Les trois (ou quatre?) solutions
En interne, on ne cache pas qu’il y avait trois hypothèses sur la table en entrant ce vendredi matin à 11h dans les bureaux de la DNCG: l’une à vite balayer: "Tout va bien …" ; l’autre, à l’extrême opposée: "Une rétrogradation à titre conservatoire." "Nous avons travaillé à montrer que nous sommes crédibles", entend-t-on au sein du board lyonnais. Reste, la troisième: "OK, M. Textor, vos promesses sont belles, mais maintenant il faudrait passer à l’action pour qu’on vous croit." Avec une précision qui sort des bureaux parisiens du gendarme financier du foot français: "Plus vite les engagements seront remplis, meilleure et plus fluide sera la relation entre les deux entités."
Dans tous les cas, l’OL ne s’attend pas à sortir indemne de ce rendez-vous avec, au minimum, des demandes appuyées de documents supplémentaires. Quant à ses dirigeants, ils continuent à s’atteller en parallèle à faire baisser le train de vie du navire OL. Un projet de plan de départs volontaires a démarré en septembre et des mesures de rationalisations des dépenses occupent les esprits de tous les directeurs généraux, face à des équipes qui tremblent devant un régime minceur de grand ampleur envisagé pour faire passer les effectifs qui sont montés jusqu'à 700 emplois à moins de 500, en même temps que des emplois sont transférés du stade à la LDLC Arena, vendue en juin à Jean Michel Aulas.

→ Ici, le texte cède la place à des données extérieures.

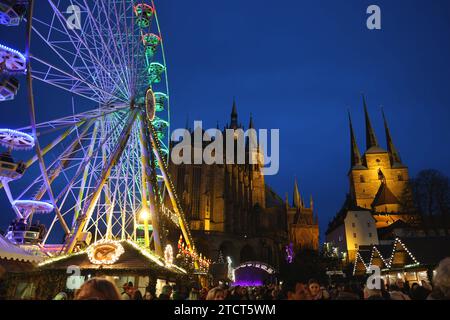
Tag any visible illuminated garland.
[177,235,211,272]
[164,244,173,267]
[86,239,125,265]
[353,238,420,275]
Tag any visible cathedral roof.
[366,146,387,154]
[372,182,400,207]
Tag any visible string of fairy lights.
[353,238,420,274]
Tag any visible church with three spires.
[325,96,417,261]
[169,101,319,268]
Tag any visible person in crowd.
[380,279,391,300]
[410,283,431,300]
[281,281,311,300]
[335,284,359,300]
[144,288,156,300]
[427,258,450,300]
[159,284,173,300]
[188,287,200,300]
[75,278,121,300]
[308,279,330,300]
[132,290,144,300]
[364,284,384,300]
[206,287,225,300]
[389,284,411,300]
[120,282,131,300]
[53,291,69,300]
[199,288,209,300]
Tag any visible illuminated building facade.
[169,102,319,268]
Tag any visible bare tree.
[402,169,450,233]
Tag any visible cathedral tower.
[348,96,409,227]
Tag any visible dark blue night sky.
[0,0,450,240]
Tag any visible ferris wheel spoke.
[17,105,129,132]
[30,55,127,103]
[83,0,131,96]
[66,109,138,253]
[32,13,106,98]
[48,0,129,100]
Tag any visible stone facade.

Car au-delà des aléas sportifs, l’OL trimbale un déficit structurel qui en cumulé, depuis cinq saisons, se chiffre à plus de 300 millions de perte, la faute notamment au Covid et l’arrêt du championnat, sans oublier la faillite de Mediapro. Il faut remonter à 2018 (+7,3 millions) et 2019 (+6,4 millions) avec l’année de l’accident industriel, en 2020-2021: - 107,51 millions d’euros.